"Radcliffe’s book, well grounded in theory and research, is an important read for scholars of Latin American development and gender. Highly recommended." - E. E. O'Connor (Choice) "Sarah Radcliffe's recent book offers a rich ethnography of indigenous women in Ecuador which specifically addresses how they encounter and experience development interventions." - Jessica Hope (Journal of Development Studies) "<i>Dilemmas of Difference</i> represents a timely contribution to the critical literature on indigenous women and development and to the debate of neoliberal instrumentalization of difference.... Overall, with a genealogy of development frameworks contrasted with indigenous women’s experience, Radcliffe demonstrates the persistence of postcolonial stereotypes and colonial assumptions of social difference that produce indigenous women’s dissatisfaction with development." - María Moreno (American Anthropologist) "Radcliffe’s book represents a powerful contribution to critical development studies and the discipline of geography." - Emily Billo (Journal of Latin American Geography)

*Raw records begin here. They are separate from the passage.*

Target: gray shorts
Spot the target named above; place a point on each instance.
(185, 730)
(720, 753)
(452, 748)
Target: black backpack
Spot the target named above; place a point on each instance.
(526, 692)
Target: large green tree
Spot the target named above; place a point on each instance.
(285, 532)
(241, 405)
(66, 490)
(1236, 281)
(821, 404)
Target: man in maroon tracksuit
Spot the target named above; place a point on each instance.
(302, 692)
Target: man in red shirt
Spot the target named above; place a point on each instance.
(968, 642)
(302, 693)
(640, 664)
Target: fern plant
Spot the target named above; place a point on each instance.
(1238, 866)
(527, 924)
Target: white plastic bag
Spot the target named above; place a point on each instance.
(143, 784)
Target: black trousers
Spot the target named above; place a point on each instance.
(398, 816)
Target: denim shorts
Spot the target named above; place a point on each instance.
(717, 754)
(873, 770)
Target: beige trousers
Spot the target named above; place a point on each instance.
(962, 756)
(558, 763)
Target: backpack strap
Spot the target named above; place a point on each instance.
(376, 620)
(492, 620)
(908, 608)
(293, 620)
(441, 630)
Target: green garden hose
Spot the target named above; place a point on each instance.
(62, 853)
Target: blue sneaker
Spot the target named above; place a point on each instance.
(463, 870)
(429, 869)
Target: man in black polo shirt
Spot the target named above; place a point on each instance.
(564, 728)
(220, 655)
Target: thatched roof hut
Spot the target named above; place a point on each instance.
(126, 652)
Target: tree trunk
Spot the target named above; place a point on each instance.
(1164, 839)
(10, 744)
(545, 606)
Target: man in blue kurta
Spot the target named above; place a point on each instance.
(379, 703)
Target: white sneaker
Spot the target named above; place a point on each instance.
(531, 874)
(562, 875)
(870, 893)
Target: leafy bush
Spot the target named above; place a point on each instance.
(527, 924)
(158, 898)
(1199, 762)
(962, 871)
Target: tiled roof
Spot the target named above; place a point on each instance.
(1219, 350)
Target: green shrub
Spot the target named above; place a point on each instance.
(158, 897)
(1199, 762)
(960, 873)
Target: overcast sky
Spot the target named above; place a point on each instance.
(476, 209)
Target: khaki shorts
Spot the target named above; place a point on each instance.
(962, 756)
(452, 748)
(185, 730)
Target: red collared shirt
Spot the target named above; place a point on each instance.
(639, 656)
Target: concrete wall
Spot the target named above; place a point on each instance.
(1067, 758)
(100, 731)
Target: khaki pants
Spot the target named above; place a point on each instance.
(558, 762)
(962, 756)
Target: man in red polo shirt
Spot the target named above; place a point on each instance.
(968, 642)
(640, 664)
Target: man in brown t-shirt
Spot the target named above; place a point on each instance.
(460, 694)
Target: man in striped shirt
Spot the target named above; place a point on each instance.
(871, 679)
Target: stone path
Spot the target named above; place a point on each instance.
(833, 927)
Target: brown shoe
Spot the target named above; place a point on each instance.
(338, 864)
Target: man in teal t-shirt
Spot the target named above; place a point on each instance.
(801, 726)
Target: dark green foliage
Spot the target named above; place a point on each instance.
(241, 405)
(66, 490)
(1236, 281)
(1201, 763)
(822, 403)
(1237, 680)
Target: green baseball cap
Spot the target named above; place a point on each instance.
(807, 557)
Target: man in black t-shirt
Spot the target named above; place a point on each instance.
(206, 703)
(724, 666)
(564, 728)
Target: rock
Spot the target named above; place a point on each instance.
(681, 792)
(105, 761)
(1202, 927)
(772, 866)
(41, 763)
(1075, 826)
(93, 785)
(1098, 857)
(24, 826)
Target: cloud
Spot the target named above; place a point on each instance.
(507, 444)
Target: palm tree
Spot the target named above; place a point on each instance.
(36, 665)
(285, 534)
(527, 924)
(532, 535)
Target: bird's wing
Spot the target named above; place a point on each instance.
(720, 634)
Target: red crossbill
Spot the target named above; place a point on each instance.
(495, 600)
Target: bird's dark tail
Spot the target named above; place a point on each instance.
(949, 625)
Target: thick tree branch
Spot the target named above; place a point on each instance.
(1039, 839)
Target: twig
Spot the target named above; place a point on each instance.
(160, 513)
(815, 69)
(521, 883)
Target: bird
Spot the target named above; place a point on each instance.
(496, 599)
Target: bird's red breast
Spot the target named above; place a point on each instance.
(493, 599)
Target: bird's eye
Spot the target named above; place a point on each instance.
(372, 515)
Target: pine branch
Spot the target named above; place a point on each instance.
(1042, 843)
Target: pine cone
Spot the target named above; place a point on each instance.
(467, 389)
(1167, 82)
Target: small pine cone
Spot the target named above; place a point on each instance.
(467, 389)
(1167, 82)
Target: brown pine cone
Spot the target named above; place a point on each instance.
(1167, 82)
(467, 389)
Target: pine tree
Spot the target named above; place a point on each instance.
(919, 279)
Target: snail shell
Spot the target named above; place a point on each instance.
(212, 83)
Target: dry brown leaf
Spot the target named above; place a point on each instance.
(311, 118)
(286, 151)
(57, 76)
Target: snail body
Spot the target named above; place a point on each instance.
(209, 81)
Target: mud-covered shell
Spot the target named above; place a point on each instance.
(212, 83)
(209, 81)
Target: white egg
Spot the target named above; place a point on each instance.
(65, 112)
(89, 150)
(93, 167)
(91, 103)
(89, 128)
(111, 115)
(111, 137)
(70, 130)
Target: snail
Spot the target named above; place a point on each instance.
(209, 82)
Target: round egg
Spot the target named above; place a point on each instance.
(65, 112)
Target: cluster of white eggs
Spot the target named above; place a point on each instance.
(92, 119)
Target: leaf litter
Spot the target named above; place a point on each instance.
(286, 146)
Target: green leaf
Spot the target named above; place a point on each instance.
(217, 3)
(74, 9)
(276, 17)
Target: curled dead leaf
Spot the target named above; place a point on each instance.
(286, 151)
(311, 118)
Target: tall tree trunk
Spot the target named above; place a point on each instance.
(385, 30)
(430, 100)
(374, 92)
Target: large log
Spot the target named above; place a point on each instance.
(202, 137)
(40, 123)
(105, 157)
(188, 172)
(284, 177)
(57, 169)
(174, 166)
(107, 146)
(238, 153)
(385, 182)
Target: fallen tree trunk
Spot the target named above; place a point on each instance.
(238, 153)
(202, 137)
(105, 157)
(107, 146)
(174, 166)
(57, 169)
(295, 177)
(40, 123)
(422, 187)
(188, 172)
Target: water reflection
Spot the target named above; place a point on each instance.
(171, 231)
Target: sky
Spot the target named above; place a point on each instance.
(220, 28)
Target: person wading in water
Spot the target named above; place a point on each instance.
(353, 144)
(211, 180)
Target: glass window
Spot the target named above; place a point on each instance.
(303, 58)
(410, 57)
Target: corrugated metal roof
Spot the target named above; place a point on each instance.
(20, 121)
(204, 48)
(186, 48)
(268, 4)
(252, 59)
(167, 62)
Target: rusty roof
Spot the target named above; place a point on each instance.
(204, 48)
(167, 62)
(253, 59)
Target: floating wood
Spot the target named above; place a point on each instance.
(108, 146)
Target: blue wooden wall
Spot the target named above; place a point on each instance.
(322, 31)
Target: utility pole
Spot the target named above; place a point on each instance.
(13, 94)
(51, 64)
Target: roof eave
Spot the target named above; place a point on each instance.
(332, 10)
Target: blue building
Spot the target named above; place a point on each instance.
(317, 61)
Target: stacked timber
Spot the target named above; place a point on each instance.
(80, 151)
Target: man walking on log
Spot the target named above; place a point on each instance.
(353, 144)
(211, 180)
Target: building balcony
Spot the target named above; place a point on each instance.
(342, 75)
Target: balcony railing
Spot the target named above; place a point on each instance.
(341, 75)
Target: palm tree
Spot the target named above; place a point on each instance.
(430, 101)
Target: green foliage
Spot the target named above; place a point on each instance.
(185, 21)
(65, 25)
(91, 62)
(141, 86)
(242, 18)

In Dilemmas of Difference Sarah A. Radcliffe explores the relationship of rural indigenous women in Ecuador to the development policies and actors that are ostensibly there to help ameliorate social and economic inequality. Radcliffe finds that development policies’s inability to recognize and reckon with the legacies of colonialism reinforces long-standing social hierarchies, thereby reproducing the very poverty and disempowerment they are there to solve. This ineffectiveness results from failures to acknowledge the local population's diversity and a lack of accounting for the complex intersections of gender, race, ethnicity, class, and geography. As a result, projects often fail to match beneficiaries' needs, certain groups are made invisible, and indigenous women become excluded from positions of authority. Drawing from a mix of ethnographic fieldwork and postcolonial and social theory, Radcliffe centers the perspectives of indigenous women to show how they craft practices and epistemologies that critique ineffective development methods, inform their political agendas, and shape their strategic interventions in public policy debates.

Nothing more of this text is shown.